British Gas owner scraps controversial standard variable tariff

British Gas owner Centrica is to scrap its widely criticised standard variable tariff (SVT) for new customers from April, and other energy companies are expected to follow suit.

The company is the third of the big six suppliers to announce the end of its SVT following announcements from E.on and Scottish Power.

Theresa May promised action last month to end “rip-off energy prices”, proposing a price cap on SVTs and other default tariffs – the expensive plans that customers are moved to when cheaper fixed deals end. Britain’s competition watchdog found that consumers were being overcharged by £1.4bn a year, a figure that Centrica contests.

The company said it would stop offering the SVT on 31 March, offering new customers a choice of at least two three-year fixed tariffs instead. “This will result in a broader range of better deals with fewer people on default tariffs,” it said. “And if standard variable tariffs could be ended completely then the effects would be market-wide.”

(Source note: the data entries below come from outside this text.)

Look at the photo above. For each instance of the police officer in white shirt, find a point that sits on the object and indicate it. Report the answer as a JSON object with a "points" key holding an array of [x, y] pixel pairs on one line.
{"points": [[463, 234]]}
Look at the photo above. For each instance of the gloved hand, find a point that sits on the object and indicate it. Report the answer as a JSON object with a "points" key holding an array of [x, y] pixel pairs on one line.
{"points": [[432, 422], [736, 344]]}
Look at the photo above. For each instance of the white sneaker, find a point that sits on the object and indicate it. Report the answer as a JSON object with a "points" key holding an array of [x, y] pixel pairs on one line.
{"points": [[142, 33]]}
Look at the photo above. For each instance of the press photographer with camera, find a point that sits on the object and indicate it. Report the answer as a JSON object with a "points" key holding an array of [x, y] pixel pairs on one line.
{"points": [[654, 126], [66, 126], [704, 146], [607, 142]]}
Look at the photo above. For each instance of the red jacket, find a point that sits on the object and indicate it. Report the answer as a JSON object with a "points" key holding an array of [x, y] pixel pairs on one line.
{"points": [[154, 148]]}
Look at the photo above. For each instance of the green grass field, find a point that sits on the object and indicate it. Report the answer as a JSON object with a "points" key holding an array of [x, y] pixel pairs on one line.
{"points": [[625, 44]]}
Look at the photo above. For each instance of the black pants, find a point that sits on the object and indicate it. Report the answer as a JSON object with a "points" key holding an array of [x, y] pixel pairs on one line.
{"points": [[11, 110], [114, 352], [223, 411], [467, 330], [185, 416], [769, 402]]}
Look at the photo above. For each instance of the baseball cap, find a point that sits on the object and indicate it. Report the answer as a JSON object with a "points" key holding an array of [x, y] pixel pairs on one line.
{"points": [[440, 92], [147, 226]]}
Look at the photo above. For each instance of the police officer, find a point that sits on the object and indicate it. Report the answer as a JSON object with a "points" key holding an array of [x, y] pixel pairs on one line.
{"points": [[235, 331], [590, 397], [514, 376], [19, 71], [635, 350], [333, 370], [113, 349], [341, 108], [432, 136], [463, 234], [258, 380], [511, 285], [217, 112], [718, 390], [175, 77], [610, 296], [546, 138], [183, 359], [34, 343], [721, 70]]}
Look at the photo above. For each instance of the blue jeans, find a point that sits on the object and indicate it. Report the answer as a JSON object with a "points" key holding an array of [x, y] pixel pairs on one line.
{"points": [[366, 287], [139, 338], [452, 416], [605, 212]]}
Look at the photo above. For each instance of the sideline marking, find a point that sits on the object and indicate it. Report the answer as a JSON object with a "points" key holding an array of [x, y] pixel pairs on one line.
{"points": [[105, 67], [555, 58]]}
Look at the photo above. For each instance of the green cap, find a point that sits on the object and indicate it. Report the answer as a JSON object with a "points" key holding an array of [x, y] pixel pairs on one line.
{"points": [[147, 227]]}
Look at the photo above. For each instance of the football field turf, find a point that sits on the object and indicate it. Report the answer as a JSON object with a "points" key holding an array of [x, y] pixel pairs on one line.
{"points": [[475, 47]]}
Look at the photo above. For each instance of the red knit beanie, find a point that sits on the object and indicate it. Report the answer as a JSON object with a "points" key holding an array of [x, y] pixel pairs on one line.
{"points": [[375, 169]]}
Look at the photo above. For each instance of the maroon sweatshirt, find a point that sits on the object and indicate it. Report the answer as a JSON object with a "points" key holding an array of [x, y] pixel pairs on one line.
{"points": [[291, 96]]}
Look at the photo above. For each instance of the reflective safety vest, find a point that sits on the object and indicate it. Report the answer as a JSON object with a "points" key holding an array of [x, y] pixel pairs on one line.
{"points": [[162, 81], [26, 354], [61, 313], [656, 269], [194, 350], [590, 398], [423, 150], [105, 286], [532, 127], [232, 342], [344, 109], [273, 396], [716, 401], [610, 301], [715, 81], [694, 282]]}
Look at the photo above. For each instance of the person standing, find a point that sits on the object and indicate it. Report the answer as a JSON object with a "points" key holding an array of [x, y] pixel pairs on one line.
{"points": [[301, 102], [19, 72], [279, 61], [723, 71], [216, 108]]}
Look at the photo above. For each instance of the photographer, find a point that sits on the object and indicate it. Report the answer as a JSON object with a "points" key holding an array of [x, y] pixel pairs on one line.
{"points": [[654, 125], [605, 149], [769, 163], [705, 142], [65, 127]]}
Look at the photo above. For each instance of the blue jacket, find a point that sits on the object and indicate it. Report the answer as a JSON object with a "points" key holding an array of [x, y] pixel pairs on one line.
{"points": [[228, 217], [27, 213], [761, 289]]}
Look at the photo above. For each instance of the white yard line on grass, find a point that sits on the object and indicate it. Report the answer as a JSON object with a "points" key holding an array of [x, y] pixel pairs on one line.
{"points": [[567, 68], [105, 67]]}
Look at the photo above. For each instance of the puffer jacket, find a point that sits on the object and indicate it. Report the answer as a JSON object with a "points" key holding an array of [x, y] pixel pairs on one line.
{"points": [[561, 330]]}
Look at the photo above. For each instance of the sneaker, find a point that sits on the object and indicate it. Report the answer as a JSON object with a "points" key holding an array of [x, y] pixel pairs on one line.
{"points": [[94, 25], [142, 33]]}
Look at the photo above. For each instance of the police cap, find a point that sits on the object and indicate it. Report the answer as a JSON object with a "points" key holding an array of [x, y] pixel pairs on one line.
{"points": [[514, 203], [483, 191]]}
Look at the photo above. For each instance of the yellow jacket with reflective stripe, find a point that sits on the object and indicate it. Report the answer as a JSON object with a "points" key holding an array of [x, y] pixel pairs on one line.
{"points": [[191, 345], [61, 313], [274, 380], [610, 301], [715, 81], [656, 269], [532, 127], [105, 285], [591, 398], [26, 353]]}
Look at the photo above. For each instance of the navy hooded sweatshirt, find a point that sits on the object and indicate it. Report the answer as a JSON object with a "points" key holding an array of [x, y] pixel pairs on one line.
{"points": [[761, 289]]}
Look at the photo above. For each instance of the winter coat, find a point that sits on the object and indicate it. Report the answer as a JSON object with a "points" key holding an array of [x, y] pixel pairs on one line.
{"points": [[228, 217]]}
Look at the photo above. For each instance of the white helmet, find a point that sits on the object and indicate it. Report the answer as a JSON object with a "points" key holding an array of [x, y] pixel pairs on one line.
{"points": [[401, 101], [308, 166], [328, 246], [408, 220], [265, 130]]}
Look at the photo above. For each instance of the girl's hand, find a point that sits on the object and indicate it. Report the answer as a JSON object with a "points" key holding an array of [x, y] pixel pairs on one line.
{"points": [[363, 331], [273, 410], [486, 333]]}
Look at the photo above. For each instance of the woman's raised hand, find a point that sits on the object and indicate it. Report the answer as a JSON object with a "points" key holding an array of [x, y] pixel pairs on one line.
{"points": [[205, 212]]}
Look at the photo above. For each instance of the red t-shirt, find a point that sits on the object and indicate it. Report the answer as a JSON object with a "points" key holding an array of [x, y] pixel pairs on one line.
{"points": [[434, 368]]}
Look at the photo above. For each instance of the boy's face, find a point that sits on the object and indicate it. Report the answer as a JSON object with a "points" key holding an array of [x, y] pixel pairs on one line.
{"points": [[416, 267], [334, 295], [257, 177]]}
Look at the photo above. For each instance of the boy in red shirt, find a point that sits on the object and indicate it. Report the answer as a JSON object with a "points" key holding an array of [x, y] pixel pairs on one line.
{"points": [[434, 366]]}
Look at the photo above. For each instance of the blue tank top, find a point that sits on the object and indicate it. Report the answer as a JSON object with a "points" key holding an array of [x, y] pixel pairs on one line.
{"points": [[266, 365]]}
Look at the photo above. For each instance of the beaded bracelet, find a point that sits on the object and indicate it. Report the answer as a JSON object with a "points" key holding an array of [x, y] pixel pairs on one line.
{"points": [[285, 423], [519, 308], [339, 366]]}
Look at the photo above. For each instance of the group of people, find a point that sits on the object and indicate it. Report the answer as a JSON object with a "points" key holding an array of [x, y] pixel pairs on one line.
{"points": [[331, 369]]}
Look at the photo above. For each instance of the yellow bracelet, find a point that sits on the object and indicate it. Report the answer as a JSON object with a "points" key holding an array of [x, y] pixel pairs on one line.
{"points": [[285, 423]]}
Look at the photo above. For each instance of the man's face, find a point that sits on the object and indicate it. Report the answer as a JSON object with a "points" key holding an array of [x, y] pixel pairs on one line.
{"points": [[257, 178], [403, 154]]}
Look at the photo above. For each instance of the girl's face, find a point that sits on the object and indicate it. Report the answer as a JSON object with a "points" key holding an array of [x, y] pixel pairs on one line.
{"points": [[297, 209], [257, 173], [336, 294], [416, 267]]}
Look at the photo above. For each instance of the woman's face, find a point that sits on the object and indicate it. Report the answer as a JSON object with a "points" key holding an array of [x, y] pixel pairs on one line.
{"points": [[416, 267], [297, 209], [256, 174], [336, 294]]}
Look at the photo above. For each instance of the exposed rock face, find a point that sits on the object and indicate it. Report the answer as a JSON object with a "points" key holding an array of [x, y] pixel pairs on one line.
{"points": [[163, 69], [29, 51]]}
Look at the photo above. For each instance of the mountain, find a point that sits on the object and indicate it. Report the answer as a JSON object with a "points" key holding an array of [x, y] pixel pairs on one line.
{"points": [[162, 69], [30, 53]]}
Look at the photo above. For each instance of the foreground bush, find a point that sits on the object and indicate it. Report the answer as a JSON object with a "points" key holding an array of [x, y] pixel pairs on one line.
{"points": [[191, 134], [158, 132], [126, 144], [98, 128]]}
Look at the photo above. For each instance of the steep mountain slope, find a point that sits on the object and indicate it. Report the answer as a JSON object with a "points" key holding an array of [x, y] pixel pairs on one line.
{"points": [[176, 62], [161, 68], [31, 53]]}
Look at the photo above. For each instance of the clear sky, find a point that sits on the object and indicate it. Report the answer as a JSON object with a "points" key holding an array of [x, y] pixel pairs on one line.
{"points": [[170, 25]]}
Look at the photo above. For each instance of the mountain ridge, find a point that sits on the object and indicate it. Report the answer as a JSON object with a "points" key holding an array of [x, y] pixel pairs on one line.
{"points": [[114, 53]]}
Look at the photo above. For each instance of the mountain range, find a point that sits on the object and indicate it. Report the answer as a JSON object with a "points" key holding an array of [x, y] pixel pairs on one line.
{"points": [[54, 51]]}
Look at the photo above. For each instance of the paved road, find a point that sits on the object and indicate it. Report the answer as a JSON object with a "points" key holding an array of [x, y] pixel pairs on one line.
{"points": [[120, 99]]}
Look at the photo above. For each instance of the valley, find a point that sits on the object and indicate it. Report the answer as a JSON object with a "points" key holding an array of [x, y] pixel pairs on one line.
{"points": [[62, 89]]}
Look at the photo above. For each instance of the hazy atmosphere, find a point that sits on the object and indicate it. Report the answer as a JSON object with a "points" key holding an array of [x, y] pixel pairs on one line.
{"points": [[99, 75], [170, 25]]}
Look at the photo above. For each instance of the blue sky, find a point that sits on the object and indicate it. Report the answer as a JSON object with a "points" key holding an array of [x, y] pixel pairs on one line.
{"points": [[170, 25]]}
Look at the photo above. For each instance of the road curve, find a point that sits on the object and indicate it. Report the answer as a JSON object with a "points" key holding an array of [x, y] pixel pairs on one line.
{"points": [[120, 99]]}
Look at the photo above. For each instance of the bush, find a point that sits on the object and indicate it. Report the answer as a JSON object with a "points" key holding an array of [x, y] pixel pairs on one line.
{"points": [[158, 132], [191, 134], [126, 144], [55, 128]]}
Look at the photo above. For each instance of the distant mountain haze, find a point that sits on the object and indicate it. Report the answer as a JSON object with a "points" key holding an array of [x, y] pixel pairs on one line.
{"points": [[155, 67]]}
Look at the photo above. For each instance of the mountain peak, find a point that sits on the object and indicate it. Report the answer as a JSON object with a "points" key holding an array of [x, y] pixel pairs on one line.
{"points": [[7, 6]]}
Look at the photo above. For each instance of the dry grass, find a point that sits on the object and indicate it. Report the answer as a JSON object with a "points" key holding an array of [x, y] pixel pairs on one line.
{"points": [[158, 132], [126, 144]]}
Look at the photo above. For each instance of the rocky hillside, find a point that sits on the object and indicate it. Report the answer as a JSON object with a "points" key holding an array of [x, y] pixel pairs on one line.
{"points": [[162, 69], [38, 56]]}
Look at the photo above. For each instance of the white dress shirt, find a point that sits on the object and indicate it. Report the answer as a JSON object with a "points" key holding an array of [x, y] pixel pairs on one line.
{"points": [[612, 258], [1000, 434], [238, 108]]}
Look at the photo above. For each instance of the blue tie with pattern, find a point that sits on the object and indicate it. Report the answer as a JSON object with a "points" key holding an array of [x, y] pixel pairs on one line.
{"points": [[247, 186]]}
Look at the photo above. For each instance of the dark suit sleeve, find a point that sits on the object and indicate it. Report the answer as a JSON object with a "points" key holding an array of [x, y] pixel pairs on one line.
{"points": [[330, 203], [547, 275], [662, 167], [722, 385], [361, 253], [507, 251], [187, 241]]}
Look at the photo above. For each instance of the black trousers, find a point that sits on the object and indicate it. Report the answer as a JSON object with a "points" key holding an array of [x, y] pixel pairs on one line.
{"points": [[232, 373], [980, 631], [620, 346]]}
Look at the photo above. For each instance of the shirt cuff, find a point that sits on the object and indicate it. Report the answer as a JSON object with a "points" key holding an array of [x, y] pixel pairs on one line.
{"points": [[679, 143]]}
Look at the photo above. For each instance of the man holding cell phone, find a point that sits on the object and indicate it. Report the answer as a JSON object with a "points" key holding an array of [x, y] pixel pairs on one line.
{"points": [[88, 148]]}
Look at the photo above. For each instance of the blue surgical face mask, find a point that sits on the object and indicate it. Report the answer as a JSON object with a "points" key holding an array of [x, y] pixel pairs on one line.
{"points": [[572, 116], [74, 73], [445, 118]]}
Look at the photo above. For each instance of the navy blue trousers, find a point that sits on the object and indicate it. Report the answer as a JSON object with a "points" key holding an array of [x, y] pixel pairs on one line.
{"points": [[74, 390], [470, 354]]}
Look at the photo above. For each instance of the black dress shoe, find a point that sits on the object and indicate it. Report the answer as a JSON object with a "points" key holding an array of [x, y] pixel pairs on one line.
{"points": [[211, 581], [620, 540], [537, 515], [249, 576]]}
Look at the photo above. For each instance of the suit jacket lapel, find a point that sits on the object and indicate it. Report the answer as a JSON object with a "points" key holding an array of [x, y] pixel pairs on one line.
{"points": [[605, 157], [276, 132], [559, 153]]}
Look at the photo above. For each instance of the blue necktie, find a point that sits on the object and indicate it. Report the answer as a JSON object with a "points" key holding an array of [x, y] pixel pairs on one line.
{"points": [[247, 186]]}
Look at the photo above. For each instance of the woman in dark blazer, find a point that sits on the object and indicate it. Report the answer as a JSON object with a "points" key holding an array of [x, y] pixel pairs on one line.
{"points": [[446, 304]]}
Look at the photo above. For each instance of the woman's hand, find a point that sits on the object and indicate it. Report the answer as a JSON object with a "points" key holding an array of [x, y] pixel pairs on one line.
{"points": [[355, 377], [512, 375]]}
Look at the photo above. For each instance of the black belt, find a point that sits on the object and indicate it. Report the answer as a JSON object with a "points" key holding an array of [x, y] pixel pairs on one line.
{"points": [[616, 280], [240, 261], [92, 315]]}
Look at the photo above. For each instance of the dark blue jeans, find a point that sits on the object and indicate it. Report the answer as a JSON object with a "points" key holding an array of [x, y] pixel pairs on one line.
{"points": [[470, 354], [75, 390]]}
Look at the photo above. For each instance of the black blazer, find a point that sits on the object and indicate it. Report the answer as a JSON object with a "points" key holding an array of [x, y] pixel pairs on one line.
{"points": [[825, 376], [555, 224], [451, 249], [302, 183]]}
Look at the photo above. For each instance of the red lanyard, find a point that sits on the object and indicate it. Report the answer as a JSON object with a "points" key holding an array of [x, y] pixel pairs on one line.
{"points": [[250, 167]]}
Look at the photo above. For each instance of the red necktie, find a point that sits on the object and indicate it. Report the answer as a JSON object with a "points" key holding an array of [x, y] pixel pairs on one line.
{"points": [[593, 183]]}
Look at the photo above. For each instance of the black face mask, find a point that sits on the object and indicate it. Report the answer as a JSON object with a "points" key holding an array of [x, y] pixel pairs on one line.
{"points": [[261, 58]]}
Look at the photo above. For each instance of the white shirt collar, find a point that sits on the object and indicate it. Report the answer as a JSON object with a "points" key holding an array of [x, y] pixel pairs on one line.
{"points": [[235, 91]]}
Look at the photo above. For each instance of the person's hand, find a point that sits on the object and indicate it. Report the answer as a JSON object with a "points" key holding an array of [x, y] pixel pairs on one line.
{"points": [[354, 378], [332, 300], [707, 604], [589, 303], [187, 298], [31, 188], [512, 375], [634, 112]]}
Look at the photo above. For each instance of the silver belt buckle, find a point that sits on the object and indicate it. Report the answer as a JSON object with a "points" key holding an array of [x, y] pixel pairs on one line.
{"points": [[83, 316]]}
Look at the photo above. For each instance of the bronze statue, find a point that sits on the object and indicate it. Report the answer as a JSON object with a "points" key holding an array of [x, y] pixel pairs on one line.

Around 5m of British Gas customers are currently on SVTs. Household energy bills have doubled in Britain over the past decade and now average £1,200 a year.

The company will set up a new 12-month default tariff with no exit fees for customers that do not pick a new contract when their existing one expires. Centrica said it was working with the regulator on whether the default tariff should be a fixed or variable price.

Gillian Guy, the Citizens Advice chief executive, welcomed the move but said consumers still needed additional protections, including a price cap.

Peter Earl, head of energy at, said: “The writing is on the wall for SVTs. With three of the big six scrapping them, we expect the others to follow suit. The fact that British Gas is only scrapping SVTs for new customers from April suggests that millions of customers from various suppliers may remain on these tariffs for the foreseeable future. SVTs represent woefully poor value for money and few tears will be shed at their demise.”

He said consumers would save an average of £300 a year if they switched from an SVT to a fixed tariff.

The government has put forward legislation to cap the energy bills of 11m households for as long as five years, which the Conservatives claim could save people up to £100 a year. The measure, which will not take effect until 2019 at the earliest, will apply to anyone on a standard variable tariff.

Centrica reiterated its opposition to price caps, arguing that they lead to reduced competition and choice, and lead to prices that tend to cluster around the cap.

Stephen Murray, energy expert at, said Centrica’s move highlighted that change within the industry was “much more effective than a one-size-fits-all price cap, which could have unintended consequences such as many of the best deals disappearing, prices finding a higher level, and a growing market of disengaged customers”.

Greg Jackson, chief executive of rival supplier Octopus Energy, which invests in solar generation, described the move as a “ruse”.

“If they wanted to bring lower bills to customers, they could just cut their prices.

Instead, they’re bringing in an ever more complex array of high fixed tariffs making it even harder for customer to know whether they’re getting good value.”